How to apply a disc shaped mask to a NumPy array?

Solution 1:

I would do it like this, where (a, b) is the center of your mask:

import numpy as np

a, b = 1, 1
n = 7
r = 3

y,x = np.ogrid[-a:n-a, -b:n-b]
mask = x*x + y*y <= r*r

array = np.ones((n, n))
array[mask] = 255

Solution 2:

I just wanted to share with everyone a slightly more advanced application of this technique that I just had to face.

My problem was to apply this circular kernel to compute the mean of all the values surrounding each point in a 2D matrix.
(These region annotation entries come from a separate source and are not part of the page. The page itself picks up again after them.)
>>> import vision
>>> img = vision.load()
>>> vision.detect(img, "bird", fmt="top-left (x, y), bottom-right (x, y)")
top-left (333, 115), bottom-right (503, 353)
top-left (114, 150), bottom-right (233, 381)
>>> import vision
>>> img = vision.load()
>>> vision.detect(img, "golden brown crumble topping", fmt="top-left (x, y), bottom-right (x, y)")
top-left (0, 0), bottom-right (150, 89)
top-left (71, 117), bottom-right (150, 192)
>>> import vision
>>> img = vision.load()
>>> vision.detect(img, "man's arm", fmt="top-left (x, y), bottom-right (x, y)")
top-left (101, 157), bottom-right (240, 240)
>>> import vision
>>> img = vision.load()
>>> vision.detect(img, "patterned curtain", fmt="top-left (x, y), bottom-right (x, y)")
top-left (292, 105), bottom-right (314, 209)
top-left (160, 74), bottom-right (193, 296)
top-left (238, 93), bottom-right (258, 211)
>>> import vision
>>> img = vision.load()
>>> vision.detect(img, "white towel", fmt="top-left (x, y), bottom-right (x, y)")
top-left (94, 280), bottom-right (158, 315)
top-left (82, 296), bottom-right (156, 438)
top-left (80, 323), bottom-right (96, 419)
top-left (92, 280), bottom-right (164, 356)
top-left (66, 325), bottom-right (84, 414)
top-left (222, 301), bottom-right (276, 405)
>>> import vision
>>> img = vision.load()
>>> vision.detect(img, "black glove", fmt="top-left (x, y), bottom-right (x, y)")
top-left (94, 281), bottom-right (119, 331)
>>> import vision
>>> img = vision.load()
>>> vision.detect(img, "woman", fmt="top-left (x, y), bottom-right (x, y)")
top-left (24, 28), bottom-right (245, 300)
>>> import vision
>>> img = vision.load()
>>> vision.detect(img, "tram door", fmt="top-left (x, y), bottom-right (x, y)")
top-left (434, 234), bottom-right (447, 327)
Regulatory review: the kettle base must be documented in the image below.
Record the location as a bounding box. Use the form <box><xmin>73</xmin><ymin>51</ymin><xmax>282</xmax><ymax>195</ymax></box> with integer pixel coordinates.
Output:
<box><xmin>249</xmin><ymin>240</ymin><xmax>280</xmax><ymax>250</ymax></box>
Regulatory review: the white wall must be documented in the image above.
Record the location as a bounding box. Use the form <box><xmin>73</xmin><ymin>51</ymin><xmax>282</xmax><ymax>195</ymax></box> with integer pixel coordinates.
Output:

The kernel generated can be passed to scipy's generic filter in the following way:

import numpy as np
from scipy.ndimage.filters import generic_filter as gf

kernel = np.zeros((2*radius+1, 2*radius+1))
y,x = np.ogrid[-radius:radius+1, -radius:radius+1]
mask = x**2 + y**2 <= radius**2
kernel[mask] = 1
circular_mean = gf(data, np.mean, footprint=kernel)

Hope this helps!

Solution 3:

You could use scipy's convolve function, which has the benefit of allowing you to place any particular mask, aka kernel, on any number of given coordinates in your array, all at once:

import numpy as np
from scipy.ndimage.filters import convolve

First create a coordinate array with the coordinate of where you want the mask (kernel) to be centered marked as 2

background = np.ones((10,10))
background[5,5] = 2
print(background)

[[ 1.  1.  1.  1.  1.  1.  1.  1.  1.  1.]
 [ 1.  1.  1.  1.  1.  1.  1.  1.  1.  1.]
 [ 1.  1.  1.  1.  1.  1.  1.  1.  1.  1.]
 [ 1.  1.  1.  1.  1.  1.  1.  1.  1.  1.]
 [ 1.  1.  1.  1.  1.  1.  1.  1.  1.  1.]
 [ 1.  1.  1.  1.  1.  2.  1.  1.  1.  1.]
 [ 1.  1.  1.  1.  1.  1.  1.  1.  1.  1.]
 [ 1.  1.  1.  1.  1.  1.  1.  1.  1.  1.]
 [ 1.  1.  1.  1.  1.  1.  1.  1.  1.  1.]
 [ 1.  1.  1.  1.  1.  1.  1.  1.  1.  1.]]

Create your mask:

y,x = np.ogrid[-3: 3+1, -3: 3+1]
mask = x**2+y**2 <= 3**2
mask = 254*mask.astype(float)
print(mask)

[[   0.    0.    0.  254.    0.    0.    0.]
 [   0.  254.  254.  254.  254.  254.    0.]
 [   0.  254.  254.  254.  254.  254.    0.]
 [ 254.  254.  254.  254.  254.  254.  254.]
 [   0.  254.  254.  254.  254.  254.    0.]
 [   0.  254.  254.  254.  254.  254.    0.]
 [   0.    0.    0.  254.    0.    0.    0.]]

Convolve the two images:

b = convolve(background, mask)-sum(sum(mask))+1
print(b)

[[   1.    1.    1.    1.    1.    1.    1.    1.    1.    1.]
 [   1.    1.    1.    1.    1.    1.    1.    1.    1.    1.]
 [   1.    1.    1.    1.    1.  255.    1.    1.    1.    1.]
 [   1.    1.    1.  255.  255.  255.  255.  255.    1.    1.]
 [   1.    1.    1.  255.  255.  255.  255.  255.    1.    1.]
 [   1.    1.  255.  255.  255.  255.  255.  255.  255.    1.]
 [   1.    1.    1.  255.  255.  255.  255.  255.    1.    1.]
 [   1.    1.    1.  255.  255.  255.  255.  255.    1.    1.]
 [   1.    1.    1.    1.    1.  255.    1.    1.    1.    1.]
 [   1.    1.    1.    1.    1.    1.    1.    1.    1.    1.]]

Note that the convolve function entries do not commute, i.e. convolve(a,b) != convolve(b,a)

Note also that if your point is near an edge, the algo does not reproduce the kernel at the coordinate. To get around this you can pad the background by the largest axis of your kernel, apply the convolution, then remove the padding.

Now, you can map any kernel to any number of points in an array, but note that if two kernels overlap, they add at the overlap. You can threshold this if you need.

Solution 4:

To put it one convenient function:

def cmask(index,radius,array):
  a,b = index
  nx,ny = array.shape
  y,x = np.ogrid[-a:nx-a,-b:ny-b]
  mask = x*x + y*y <= radius*radius

  return(sum(array[mask]))

Returns the pixel sum within radius, or return(array[mask] = 2) for whatever need.